The 1881 Station and the Beaux-Arts Rebuild

The original 1881 station burned down in 1894. A replacement was built the same year. That station was then replaced entirely in 1914 by the current Beaux-Arts building — a grand civic monument with a 65-foot arched windows, marble floors, and the famous "TRAVEL BY TRAIN" sign on the east facade that you still see today. The 1914 station was designed to handle the passenger volumes of a booming industrial city. At its peak, it processed 80 trains and up to 10,000 passengers daily — cattlemen, mining engineers, soldiers heading to both World Wars, and the full socioeconomic range of early 20th-century America.

The Decline

What happened to Denver Union Station is what happened to almost every grand American rail station: the car won. By the 1960s, passenger traffic had dropped so severely that the station's upper floors were converted into office space for the Employment Security Administration. By the 1980s, the building was structurally deteriorating, the neighborhood around it — what Denver called "Skid Row" — was defined by abandoned warehouses and a visible homeless population. The station was put on the National Register of Historic Places in 1979, which protected it from demolition but not from continued decline.

The Regeneration

The turnaround began with the "LoDo" (Lower Downtown) movement of the 1980s and 90s, in which Denver's historic warehouse district began attracting artists, restaurants, and eventually serious real estate investment.

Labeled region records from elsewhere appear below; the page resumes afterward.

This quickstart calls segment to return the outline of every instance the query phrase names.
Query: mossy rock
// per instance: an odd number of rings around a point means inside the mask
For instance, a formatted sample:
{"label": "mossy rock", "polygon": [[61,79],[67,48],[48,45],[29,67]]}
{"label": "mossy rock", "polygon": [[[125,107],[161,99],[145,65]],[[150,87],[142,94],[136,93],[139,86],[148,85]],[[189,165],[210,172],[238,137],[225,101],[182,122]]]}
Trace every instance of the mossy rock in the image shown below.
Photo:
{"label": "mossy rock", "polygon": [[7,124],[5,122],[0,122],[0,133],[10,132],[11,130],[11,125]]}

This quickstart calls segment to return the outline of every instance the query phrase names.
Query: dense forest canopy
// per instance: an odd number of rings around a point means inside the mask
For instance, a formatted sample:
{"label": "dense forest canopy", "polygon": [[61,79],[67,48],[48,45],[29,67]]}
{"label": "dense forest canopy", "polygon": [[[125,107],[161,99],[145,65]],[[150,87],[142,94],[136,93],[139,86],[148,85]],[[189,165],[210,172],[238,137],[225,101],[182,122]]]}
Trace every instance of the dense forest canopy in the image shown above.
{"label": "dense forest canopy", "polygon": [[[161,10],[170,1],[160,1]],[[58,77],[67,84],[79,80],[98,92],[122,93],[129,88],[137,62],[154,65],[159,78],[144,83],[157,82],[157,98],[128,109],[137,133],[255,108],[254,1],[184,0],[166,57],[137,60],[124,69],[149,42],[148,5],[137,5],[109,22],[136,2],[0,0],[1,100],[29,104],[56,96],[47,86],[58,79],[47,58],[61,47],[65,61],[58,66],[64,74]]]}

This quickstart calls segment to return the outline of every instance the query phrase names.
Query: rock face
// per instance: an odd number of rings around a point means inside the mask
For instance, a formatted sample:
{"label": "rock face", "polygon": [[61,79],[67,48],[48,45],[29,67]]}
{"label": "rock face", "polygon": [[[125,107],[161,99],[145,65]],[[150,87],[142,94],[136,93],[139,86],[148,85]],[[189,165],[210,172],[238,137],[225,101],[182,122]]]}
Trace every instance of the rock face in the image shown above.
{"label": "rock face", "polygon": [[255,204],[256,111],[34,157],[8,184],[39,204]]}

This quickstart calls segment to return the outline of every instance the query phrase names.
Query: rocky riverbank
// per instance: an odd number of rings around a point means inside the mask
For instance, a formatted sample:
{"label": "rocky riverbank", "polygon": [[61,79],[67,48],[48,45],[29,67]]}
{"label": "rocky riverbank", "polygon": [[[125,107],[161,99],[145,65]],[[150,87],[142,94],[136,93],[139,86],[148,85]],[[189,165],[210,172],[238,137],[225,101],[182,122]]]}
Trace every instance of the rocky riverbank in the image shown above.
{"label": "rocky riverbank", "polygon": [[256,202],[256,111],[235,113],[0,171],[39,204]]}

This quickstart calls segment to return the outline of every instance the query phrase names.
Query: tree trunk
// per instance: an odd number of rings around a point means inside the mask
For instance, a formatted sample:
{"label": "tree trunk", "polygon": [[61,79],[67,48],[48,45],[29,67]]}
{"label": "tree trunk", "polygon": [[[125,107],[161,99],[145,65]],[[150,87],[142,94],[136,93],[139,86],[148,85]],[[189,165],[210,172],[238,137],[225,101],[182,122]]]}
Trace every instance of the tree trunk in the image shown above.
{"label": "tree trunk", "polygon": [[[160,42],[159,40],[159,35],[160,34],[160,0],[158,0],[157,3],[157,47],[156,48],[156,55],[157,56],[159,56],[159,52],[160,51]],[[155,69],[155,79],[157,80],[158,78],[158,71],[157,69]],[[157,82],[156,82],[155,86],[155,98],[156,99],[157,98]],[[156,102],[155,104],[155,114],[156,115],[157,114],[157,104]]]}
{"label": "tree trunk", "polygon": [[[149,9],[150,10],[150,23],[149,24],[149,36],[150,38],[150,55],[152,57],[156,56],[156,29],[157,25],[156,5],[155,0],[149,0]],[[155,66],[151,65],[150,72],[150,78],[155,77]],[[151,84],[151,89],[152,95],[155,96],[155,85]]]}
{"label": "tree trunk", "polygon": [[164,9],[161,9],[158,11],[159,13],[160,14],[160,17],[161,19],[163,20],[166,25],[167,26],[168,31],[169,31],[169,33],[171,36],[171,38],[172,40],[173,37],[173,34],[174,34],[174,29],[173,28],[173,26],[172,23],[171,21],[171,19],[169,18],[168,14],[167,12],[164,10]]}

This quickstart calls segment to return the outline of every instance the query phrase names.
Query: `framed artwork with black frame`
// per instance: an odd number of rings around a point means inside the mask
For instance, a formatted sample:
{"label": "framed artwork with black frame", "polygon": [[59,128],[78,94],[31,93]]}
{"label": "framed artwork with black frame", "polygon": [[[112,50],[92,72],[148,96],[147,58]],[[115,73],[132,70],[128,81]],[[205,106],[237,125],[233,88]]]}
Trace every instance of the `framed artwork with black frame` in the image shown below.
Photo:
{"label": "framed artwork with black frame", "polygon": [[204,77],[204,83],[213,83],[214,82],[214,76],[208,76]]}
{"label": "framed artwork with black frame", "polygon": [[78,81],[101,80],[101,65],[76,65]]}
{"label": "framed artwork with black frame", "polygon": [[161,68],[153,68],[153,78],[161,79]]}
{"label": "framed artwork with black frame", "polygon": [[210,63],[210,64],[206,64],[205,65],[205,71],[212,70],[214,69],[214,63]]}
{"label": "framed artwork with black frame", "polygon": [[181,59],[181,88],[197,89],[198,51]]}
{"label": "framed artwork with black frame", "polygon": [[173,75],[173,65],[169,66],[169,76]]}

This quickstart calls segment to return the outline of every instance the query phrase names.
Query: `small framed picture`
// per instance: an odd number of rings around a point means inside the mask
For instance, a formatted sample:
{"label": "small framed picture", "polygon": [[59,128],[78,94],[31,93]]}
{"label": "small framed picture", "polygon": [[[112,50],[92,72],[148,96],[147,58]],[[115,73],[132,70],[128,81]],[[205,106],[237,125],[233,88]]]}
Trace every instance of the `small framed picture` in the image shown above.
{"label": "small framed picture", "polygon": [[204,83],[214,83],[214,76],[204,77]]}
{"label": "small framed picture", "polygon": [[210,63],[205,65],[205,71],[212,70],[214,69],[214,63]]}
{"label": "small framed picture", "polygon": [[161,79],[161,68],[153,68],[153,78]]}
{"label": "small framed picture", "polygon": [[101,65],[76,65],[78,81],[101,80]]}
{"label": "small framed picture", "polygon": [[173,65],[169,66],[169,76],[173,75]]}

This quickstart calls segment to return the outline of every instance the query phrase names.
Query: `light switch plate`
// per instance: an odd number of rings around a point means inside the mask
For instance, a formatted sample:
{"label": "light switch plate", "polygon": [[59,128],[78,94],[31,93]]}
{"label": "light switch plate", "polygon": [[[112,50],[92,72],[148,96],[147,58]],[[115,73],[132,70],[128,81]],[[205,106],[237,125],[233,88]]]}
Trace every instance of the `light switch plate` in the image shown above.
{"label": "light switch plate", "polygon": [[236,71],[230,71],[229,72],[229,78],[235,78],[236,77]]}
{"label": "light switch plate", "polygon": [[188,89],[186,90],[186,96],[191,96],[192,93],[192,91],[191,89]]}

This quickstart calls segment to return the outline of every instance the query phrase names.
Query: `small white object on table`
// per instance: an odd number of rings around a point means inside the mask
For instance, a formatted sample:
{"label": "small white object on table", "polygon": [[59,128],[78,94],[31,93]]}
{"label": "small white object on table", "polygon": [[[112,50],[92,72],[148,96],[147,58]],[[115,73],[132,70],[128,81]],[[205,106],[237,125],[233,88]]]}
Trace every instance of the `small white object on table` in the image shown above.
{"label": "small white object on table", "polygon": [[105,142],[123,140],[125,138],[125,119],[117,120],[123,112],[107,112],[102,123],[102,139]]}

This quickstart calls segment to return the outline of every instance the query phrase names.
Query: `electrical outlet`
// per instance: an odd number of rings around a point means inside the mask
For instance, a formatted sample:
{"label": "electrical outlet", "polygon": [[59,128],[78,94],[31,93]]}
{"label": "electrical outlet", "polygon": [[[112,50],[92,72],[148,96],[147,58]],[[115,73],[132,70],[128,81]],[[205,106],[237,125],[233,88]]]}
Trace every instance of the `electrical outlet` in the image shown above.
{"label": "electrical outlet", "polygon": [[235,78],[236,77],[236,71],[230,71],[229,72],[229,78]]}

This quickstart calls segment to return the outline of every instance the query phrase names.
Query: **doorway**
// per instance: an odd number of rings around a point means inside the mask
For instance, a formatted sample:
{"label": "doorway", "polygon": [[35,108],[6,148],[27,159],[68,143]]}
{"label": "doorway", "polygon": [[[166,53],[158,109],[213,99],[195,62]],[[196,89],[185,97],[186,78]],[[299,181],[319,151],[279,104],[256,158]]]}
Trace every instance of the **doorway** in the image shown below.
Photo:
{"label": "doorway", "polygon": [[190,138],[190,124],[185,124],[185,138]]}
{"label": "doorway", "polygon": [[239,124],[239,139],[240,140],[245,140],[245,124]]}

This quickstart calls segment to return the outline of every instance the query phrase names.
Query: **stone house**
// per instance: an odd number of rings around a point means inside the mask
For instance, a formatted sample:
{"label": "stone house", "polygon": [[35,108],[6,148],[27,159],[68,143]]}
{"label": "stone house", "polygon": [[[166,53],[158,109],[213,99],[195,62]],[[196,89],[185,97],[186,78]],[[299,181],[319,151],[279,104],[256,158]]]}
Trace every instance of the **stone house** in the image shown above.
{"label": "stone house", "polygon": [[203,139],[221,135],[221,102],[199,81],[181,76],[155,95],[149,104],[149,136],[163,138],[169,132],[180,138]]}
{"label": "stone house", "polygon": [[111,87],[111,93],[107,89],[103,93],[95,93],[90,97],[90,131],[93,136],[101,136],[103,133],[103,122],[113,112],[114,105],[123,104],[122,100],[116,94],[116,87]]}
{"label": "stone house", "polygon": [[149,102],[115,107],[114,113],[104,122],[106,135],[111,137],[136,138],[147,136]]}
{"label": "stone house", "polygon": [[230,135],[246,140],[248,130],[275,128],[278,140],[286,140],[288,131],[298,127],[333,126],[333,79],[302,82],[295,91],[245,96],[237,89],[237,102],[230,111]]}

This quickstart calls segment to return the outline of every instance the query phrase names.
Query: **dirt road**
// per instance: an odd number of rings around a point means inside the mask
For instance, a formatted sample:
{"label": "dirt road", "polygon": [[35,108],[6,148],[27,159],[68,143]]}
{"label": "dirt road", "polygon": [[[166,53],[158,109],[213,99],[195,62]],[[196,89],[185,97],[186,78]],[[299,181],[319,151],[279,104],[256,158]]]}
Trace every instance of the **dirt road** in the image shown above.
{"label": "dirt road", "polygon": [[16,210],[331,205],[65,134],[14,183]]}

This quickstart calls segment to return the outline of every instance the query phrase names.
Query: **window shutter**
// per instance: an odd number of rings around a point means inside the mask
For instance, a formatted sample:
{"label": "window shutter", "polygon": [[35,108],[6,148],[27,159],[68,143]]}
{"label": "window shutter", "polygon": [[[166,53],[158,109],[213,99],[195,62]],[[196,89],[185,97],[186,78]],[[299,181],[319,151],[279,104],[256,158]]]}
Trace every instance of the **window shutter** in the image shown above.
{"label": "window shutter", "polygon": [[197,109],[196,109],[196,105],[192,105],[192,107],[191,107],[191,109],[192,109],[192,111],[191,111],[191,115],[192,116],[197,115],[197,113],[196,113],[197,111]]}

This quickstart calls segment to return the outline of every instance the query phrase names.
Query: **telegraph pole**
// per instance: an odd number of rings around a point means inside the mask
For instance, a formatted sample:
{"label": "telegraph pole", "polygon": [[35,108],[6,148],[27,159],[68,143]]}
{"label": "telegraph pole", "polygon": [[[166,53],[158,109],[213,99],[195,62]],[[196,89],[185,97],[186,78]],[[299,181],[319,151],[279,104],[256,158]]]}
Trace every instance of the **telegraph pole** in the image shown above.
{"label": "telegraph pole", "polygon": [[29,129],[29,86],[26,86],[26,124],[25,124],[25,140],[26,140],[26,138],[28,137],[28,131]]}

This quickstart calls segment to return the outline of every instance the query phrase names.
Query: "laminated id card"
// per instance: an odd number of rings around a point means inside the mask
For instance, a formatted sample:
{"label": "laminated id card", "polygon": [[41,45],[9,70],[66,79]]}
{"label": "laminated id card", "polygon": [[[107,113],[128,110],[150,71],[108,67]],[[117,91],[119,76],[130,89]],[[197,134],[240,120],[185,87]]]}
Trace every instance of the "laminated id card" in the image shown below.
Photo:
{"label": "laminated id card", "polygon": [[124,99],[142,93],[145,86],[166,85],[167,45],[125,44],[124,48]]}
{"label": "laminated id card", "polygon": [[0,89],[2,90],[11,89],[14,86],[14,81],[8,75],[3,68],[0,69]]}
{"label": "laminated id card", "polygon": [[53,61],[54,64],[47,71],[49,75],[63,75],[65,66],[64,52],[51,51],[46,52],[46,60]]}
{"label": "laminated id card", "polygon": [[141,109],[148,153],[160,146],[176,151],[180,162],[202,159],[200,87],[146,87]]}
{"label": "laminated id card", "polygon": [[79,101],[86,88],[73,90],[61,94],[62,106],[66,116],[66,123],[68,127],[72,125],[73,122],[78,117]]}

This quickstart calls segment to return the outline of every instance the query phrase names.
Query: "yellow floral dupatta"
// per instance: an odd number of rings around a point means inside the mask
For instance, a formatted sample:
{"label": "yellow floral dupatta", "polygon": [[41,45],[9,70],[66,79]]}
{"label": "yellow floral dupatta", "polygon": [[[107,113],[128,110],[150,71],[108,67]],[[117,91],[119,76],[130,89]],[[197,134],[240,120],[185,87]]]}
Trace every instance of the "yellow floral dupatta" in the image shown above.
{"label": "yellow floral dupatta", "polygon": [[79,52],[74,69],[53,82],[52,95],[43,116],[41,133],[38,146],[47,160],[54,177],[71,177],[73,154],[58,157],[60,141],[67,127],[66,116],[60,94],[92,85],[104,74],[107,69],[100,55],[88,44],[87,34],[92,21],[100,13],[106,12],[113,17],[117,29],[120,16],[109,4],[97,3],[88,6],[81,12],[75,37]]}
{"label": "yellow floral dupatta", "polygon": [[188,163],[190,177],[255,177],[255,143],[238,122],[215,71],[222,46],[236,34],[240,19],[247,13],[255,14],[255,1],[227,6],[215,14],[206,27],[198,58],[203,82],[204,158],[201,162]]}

Coors Field (opened 1995) just east of the station accelerated the process. The station itself was transformed between 2012 and 2014 in a $500 million public-private partnership: the 1914 Great Hall was restored and reopened as a hotel lobby and food hall, the platforms were rebuilt for the new regional rail system, and the bus facility was rebuilt underground. The surrounding Union Station neighborhood has become one of Denver's highest-value zip codes, with restaurants, hotels, and the new 33-acre Commons Park along the South Platte River.

The Building Today

The station's Great Hall is now the lobby of the Crawford Hotel, but remains public and open around the clock. The Terminal Bar occupies one side, the Tattered Cover bookshop occupies another, and the central hall with its original terrazzo floors and vaulted ceiling functions as a public living room for downtown Denver. The commuter rail A Line to Denver International Airport departs from Platform 1 every 15 minutes. Amtrak's California Zephyr — one of America's great long-distance trains, running from Chicago to San Francisco through the Rockies — still passes through Union Station every morning. It's worth taking the train somewhere if only to experience a departure from what is now one of the most beautiful station interiors in the American West.